Après avoir eu un chien mignon, un chien marrant, un chien d’appartement qui provoquait des « ooooooh » dans la rue, on avait bel et bien pris un virage au frein à main. Le grand jardin, les cambriolages incessants dans le quartier : l’heure du chien intimidant-mais-gentil-avec-les-enfants avait sonné.

C’était le plan de départ, la suite on ne savait pas trop. Si Tartine allait vivre assez longtemps pour connaître son successeur. Et quelles seraient les répercussions sur notre vie à tous. 

Les premières semaines de Tonnerre à la maison, je les ai racontées. L’hypervigilance que cela a réveillé chez moi, cette panique bien spécifique de ceux qui croient savoir et qui, croyant savoir, tombent d’encore plus haut. Je ne devais pas simplement apprendre à m’occuper de ce chien-là, je devais désapprendre tout ce que j’avais hérité du premier.

Tartine avait cette façon paisible de ne craindre personne et de ghoster tout le monde. Tonnerre c’est tout l’inverse. On voulait un chien de garde ? Pas de doute on l’a. Toujours sur le qui-vive, curieuse, ultra-sociable avec ses congénères mais assez méfiante avec les humains. Derrière la clôture, elle fait son effet, avec ses sprints athlétiques, ses yeux clairs et pénétrants, parfois cernés de rouge, quand la fatigue fait dégringoler ses paupières. 

Tartine a grandi claquemurée dans un deux-pièces, attendant notre retour chaque soir. On n’en culpabilisait pas. Tonnerre, elle, n’est jamais seule. On télétravaille, il y a toujours quelqu’un et toujours le souci de son bien-être. Est-ce qu’elle sort assez ? Est-ce qu’elle n’a pas l’air triste ?

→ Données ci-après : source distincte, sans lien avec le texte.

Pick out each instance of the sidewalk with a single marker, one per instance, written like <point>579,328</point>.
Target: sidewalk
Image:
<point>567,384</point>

Depuis le 11 décembre, elle aurait des raisons de l’être. Elle a perdu son binôme, cette vieille compagne croûlante et minuscule qu’elle avait mis plus de six mois à amadouer. Qu’elle s’interdisait de chahuter. Dont elle respectait toutes les manifestations d’autorité ombrageuse. On ne les aura jamais vues jouer ensemble, ni pelotonnées l’une contre l’autre. Tonnerre respectait cette distance bougonne que Tartine imposait autour d’elle. Elle se rapprochait sans la coller. C’est nous qu’elle colle. Et avec elle, on a découvert une autre dimension de câlins.

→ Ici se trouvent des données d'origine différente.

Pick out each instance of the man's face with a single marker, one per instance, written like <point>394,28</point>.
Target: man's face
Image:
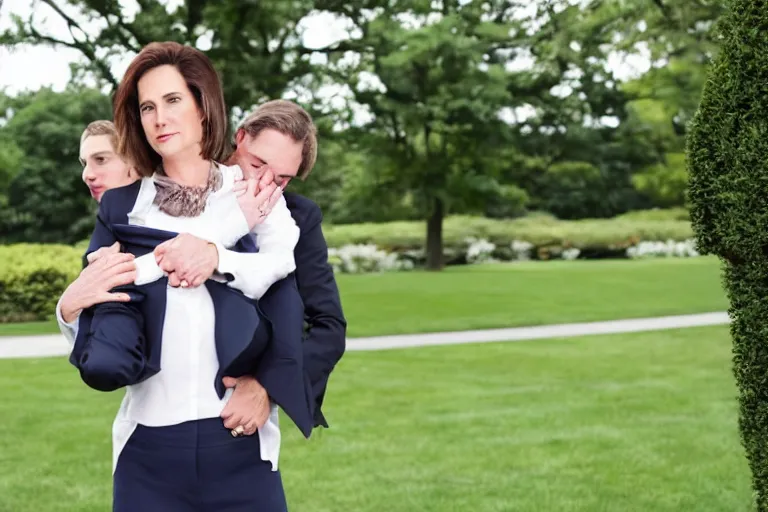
<point>102,168</point>
<point>272,150</point>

Ce corps immense qui fait la longueur du vôtre, cette tête aussi grosse que la vôtre. Certains soirs de décembre, quand le manque de Tartine était trop vif, je m’allongeais directement sur le sol, contre Tonnerre, pour respirer son pelage, y écraser quelques larmes, la serrer toute entière, m’y réfugier toute entière. Un corps de cane corso c’est tellement grand, c’est comme un double et comme un abri. Ce chien adopté pour vous protéger et qui s’y emploie dans tous les sens du terme. Pas simplement posté devant chez vous, mais lové contre vous, vous aimant et vous consolant de toutes ses forces, avec une ampleur et une tendresse presque maternelles. Avec ce grand corps dont vous devenez inséparable. 

Parce qu’on a appris ce truc-là aussi : un grand chien ne vous quitte pas. Vous ne le confiez pas aussi facilement qu’un petit, vous n’improvisez rien avec lui. Depuis Tonnerre, on a changé de voiture, commencé à faire le tri dans les destinations, dans les maisons de vacances aussi. Celles qui vous acceptent, celles qui ne vous acceptent pas. C’est à prendre ou à laisser de toute façon.

On a voulu essayer en février, de partir sans elle, on ne l’a pas supporté. « Vous finirez par couper le cordon » m’a gentiment dit la pension canine chez qui je suis retournée la chercher, moins de 24 heures après l’avoir déposée. Perturbée par ce nouvel environnement, notre absence, la chienne avait à peine touché à sa gamelle, et dormi d’un oeil. Pendant que moi je pleurais dans la maison vide.

Depuis, on a assoupli quelques règles qu’on pensait inflexibles. 

Oui, parfois, on la fait monter sur le canapé, elle s’y étend de tout son long, se laisse pétrir le museau ou les oreilles devant un film. Tous ces gestes qu’on n’osait plus accomplir avec Tartine les derniers mois, parce qu’elle était incontinente et qu’on protégeait les meubles, nos vêtements. Un chien incontinent de 6 kilos c’était déjà très éprouvant, mais de 45 ? Je m’interdis d’y penser. Pas par superstition, pas par déni. Parce que la suite je la connais. La douleur qui attendra au bout, écrasante. Je la vivrai quoi qu’il arrive, quel que soit l’âge, le scénario. Alors d’ici là, fuck it, cet amour-là je veux m’en remplir jusqu’à rabord, tant qu’il en est encore temps.